During the Mxit era, I never really got the hang of SMS slang. Oh, I could throw in a ‘gtg’ and (to my shame) a ‘lol’ occasionally but often I would need to enlist the help of my younger sister to decode the chaos of consonants. But then, luckily for me, we all moved on to qwerty keyboards, predictive text and social media. Now that we no longer have to press the number 4 three times to get an ‘i’, and so on, one would think proper spelling and grammar would make a reappearance in popular culture.
But sadly, this SMS slang seems to have become rooted in some people’s psyche. As a self-professed ‘Grammar Nazi’ (for want of a more politically correct term), I find scrolling down my news feed painful. For some reason,‘s’ and ‘z’ are still interchangeable. The same with ‘your’ and ‘you’re’. Clearly, some people don’t understand that grammar is the difference between knowing your shit, and the knowing you’re shit. Also, certain numbers can apparently be used in place of words. For example ‘b4’ instead of ‘before’. What are you doing? This is English, not Bingo.
Thankfully, I’m not the only person who feels this way.
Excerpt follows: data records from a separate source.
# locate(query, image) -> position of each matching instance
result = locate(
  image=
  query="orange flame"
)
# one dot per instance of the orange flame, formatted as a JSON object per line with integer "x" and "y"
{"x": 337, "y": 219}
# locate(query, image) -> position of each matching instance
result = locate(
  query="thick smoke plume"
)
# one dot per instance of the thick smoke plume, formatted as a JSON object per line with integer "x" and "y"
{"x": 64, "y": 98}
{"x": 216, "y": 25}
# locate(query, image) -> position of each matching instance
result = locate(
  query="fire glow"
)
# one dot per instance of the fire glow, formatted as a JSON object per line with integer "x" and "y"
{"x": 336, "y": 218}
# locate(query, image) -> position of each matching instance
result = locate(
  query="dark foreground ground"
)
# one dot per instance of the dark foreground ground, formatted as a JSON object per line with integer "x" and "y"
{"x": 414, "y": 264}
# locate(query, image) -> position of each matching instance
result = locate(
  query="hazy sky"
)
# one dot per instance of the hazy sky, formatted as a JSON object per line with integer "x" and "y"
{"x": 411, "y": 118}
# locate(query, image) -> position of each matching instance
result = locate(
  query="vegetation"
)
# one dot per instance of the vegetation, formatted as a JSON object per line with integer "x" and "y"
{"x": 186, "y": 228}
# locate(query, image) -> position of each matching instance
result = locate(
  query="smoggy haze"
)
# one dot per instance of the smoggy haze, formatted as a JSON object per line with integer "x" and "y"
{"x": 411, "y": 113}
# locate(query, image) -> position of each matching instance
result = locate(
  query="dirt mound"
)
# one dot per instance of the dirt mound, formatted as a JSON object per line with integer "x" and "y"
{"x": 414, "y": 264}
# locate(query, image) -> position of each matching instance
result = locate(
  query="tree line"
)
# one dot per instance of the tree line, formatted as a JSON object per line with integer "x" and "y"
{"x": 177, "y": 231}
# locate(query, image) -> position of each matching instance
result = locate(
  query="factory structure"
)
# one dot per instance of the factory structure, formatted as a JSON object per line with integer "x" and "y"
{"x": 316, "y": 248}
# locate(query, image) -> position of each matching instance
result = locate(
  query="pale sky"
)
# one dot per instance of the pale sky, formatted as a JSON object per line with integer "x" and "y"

Lynne Truss, author of Eats, Shoots and Leaves (see what she did there?) and an extremist even for a Grammar Nazi, has a zero-tolerance approach to poor use of the English language. For example, she believes that people who mix up ‘its’ and ‘it’s’ “deserve to be struck by lightning, hacked up on the spot and buried in an unmarked grave”. I suppose in Truss’s case, “Nazi” is probably a fairly accurate description.
While Truss may be a bit radical (I think being struck by lightning alone is a fair punishment), I do think the way you write or type is a fair indication of intelligence. Particularly for first-language English speakers. I reckon if you’re smart enough to be accepted to university, you should probably be able to differentiate between ‘there’, ‘their’ and ‘they’re’. Honestly, if you can’t do that, explain to me exactly how you plan on getting that medical degree?
And if looking smart isn’t reason enough to use correct grammar, I could argue that grammar saves lives. How, you ask? Consider this time-honoured Grammar Nazi mantra. “Let’s eat, grandpa” versus “Let’s eat grandpa” – think about it.